Leo Briones
Aarghs Poetica!
(for Tina)
They are the too-smug pirates of pseudo-intellectualism
who rub the perfectly coarse, mud-stained words of poetry
to the nub, to the last grain of sand—
still the poem's not done yet,
still it's in need of another email to the Ivy league
or a swim across the stormy river to Cambridge
or perhaps they need to steal a Ouija Board,
summon the spirits of Homer and Shelley,
insist that the pentameter rhymes with the iambic.
Least we whine until weary, we have been warned—
the wild-eyed, bearded Ginsberg
sane enough to slam his fist,
"First thought, best thought."
After all, what if Zen changed its mind and said,
"Wait a second the moment will soon be here, then we can live"
or Jesus announced from Olives, "Blessed are those that wait,
eventually the muse will come your way."
Or think of Bukowski, Pepto Bismol in hand, waving off the low lives,
waiting for his stomach to get past the puking stage
and only then to blurt, "Son of a Bitch, I forgot the whole fuckin poem!"
Yes, like mowing your lawn until there is only dirt left,
or washing the no-stick pan until it's the too-sticky pan.

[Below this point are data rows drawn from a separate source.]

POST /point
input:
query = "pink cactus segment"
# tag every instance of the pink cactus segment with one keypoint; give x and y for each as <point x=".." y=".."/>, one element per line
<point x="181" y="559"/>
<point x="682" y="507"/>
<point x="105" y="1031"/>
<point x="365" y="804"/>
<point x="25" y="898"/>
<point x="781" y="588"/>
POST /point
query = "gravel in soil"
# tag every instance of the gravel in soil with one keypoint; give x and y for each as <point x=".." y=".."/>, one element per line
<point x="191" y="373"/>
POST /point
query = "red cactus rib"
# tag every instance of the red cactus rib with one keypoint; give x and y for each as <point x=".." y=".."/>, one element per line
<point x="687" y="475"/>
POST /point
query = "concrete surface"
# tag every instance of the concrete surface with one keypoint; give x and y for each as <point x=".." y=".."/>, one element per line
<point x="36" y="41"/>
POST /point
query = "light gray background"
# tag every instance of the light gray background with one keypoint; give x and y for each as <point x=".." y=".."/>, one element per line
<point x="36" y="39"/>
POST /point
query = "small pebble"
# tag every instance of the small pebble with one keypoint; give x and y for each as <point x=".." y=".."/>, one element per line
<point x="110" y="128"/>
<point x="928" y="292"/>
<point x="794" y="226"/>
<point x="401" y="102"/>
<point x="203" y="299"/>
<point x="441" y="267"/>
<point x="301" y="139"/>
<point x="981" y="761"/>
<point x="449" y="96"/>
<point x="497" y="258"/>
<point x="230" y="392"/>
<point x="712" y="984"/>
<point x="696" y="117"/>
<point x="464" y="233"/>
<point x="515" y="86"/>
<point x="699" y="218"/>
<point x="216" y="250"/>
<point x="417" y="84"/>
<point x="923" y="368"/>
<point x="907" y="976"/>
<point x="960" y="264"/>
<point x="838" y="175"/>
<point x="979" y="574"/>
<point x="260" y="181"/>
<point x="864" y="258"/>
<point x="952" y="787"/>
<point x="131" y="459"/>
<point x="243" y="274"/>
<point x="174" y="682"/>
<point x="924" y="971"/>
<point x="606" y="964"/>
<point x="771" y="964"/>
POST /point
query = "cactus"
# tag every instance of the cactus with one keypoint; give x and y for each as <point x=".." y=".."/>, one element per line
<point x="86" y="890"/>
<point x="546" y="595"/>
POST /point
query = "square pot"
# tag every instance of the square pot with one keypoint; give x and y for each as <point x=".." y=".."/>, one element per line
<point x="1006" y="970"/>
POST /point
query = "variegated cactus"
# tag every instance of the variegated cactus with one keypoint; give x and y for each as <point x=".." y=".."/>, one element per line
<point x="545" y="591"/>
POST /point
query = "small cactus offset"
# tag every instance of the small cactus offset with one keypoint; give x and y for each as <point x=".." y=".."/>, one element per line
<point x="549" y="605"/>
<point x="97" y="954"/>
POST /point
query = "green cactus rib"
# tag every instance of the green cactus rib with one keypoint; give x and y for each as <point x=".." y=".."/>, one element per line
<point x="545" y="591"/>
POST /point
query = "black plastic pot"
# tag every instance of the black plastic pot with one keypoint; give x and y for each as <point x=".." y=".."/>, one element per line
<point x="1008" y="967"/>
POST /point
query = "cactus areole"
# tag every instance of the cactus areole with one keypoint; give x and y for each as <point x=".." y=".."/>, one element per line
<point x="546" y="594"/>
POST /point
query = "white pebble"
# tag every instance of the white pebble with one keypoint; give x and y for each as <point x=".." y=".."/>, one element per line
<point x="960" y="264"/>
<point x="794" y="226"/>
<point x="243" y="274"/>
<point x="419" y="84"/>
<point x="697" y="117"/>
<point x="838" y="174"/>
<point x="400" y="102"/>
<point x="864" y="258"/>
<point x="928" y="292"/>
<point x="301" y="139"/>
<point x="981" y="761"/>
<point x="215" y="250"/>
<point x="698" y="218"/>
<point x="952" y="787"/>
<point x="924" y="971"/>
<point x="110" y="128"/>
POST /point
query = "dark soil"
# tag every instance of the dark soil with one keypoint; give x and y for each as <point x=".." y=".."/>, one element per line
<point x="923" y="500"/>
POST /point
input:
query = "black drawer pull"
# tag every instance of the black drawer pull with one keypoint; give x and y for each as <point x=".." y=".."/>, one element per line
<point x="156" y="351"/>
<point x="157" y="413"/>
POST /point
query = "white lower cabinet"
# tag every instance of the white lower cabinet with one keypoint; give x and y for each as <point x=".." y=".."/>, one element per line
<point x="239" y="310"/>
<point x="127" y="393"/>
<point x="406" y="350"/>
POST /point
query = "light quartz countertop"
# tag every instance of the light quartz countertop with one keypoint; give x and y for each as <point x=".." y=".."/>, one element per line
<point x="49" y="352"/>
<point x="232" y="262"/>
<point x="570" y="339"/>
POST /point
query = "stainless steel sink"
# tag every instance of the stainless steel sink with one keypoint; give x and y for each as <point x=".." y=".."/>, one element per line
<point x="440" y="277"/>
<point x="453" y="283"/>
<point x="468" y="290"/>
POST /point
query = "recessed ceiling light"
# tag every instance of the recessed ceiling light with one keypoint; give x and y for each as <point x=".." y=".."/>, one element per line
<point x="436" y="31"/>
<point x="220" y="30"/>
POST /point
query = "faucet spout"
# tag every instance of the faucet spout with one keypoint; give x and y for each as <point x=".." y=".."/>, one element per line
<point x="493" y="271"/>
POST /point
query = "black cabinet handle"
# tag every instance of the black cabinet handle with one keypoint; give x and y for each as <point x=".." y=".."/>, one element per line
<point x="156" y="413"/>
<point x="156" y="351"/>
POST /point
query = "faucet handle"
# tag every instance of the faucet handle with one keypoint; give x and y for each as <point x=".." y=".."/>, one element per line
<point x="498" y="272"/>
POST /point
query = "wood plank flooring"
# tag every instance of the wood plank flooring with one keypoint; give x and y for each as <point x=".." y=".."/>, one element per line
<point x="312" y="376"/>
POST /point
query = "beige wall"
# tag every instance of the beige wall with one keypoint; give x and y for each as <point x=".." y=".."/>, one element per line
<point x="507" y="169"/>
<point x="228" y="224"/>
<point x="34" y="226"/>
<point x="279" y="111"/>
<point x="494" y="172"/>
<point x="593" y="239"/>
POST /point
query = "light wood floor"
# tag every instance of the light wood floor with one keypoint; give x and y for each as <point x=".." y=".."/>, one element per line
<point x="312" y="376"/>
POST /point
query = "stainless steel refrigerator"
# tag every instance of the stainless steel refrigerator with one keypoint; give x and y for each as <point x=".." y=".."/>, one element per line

There is a common way to grind genius in the garbage disposal
like chicken bones, to butcher innocence
like a mother putting lipstick on her two year old.
So—
new poet, young poet, love poet, layman poet, Mom poet,
paper bag poet, dead poet, Colman poet, activist poet, secret poet—
they will get into your dreams like Freddie Krueger on acid,
like your arrogant college professor with nothing better to do than
masturbate to pictures of his high school sweetheart who dumped him thirty- years ago,
like the Stassi claiming Othello was full of subversion,
or the drunk white trash Dad who slaps his kid's faces
then tells them they'll never amount to nothing.
Yes, they'll get you and when you're dead and ready to be buried
they'll toss the pen and paper of every poem you've ever written into your coffin,
say with their stiff upper lip quivering,
"If only they would have edited."
Radio Free Russia
If there is such a thing as Glasnost
for fingers pecking a column left headline
or Perestroika for the beet farmer
who wakes before the rooster
and falls asleep to a vodka moon
then how can we explain
Anastasia-international.com
Svetlana:
In leather boots and hot pants.
Hair as blond as wheat, eyes as blue
as cobalt, curves like naked bronze—
only twenty grand
and she's yours?
This all leads one
to think if Tolstoy wrote
Master and Man version 2.0
Would Vasili
save Svetlana from this
blizzard of human cupidity?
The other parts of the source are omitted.